Events as subsets of a sample space

Sample space, atomic events, events

In the following, we say $S$ is the sample space which is a set of atomic events.

Example for sample spaces:

Coin toss: Atomic events $H$ (HEADS) and $T$ (TAILS), sample space $S = \{H,T\}$.
Selection person from a group of $N$ individuals labeled $1,\dots,N$, sample space $S = \{1,\dots,N\}$.
Two successive coin tosses: Atomic events $HH$, $HT$, $TH$, $TT$; sample space $S = \{HH,HT, TH, TT\}$. Important: Atomic events are not just $H$ and $T$.
COVID-19 Rapid Test + PCR Test for confirmation: Atomic events true positive $TP$ (positive test confirmed), false positive $FP$ (positive test not confirmed), false negative $FN$ (negative test not confirmed), true negative $TN$ (negative test confirmed), sample space $S = \{TP, FP, FN, TN\}$.

An event $A$ is a subset of the sample space $A \subset S$.

Important: Atomic events are events but not all events are atomic.
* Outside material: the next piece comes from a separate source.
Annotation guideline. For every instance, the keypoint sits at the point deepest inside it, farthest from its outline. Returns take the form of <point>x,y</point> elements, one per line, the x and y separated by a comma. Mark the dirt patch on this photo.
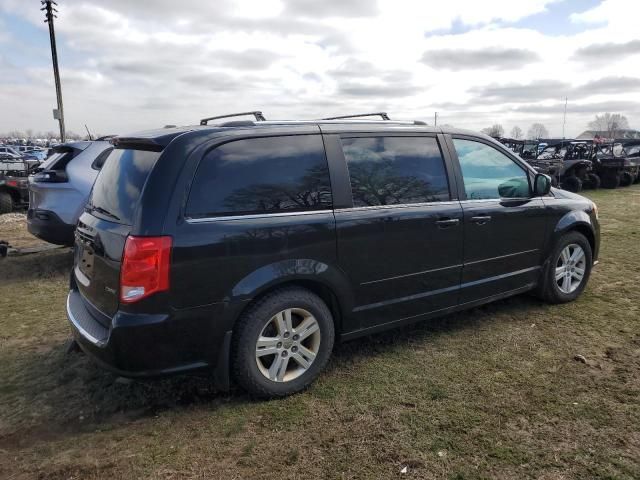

Example events for one coin toss

The set with one atomic event is a subset $\{H\} \subset \{H,T\}$.
Also the sample space $S = \{H,T\} \subset \{H,T\}$ is an event. It is called the sure event.
Also the empty set $\{\} = \emptyset \subset \{H,T\}$ is an event. It is called the impossible event.
Interpretation:
- Event $\{H,T\}$ = “The coin comes up HEAD or TAIL.”
- Event $\{\}$ = “The coin comes up neither HEADS nor TAILS.”

Two coin tosses:

Event $\{HH, TH\}$ = “The first toss comes up HEAD or TAIL and the second is HEADS.”
Event $\{HT, TH, HH\}$ = “We have HEAD once or twice and it does not matter what coins.”
The event $\{TT, HH\}$ = “Both coins show the same side.”

Questions for three coin tosses

“The coins show one HEAD” = $\{HTT, THT, TTH\}$
“The first and the third coin are not HEAD?” = $\{THT, TTT\}$
How many atomic events exist for three coin tosses? $2^3=8$

For selecting one random person:

Event $\{2,5,6\}$ = The selected person is either 2, 5, or 6.
(Not all three people which is a different random variable!)

For COVID-19 testing:

Event $\{TP, FP\}$ = The test is positive.
Event $\{TN, FP\}$ = The person does not have COVID-19.
Event $\{TP, TN\}$ = The rapid test delivers the correct result.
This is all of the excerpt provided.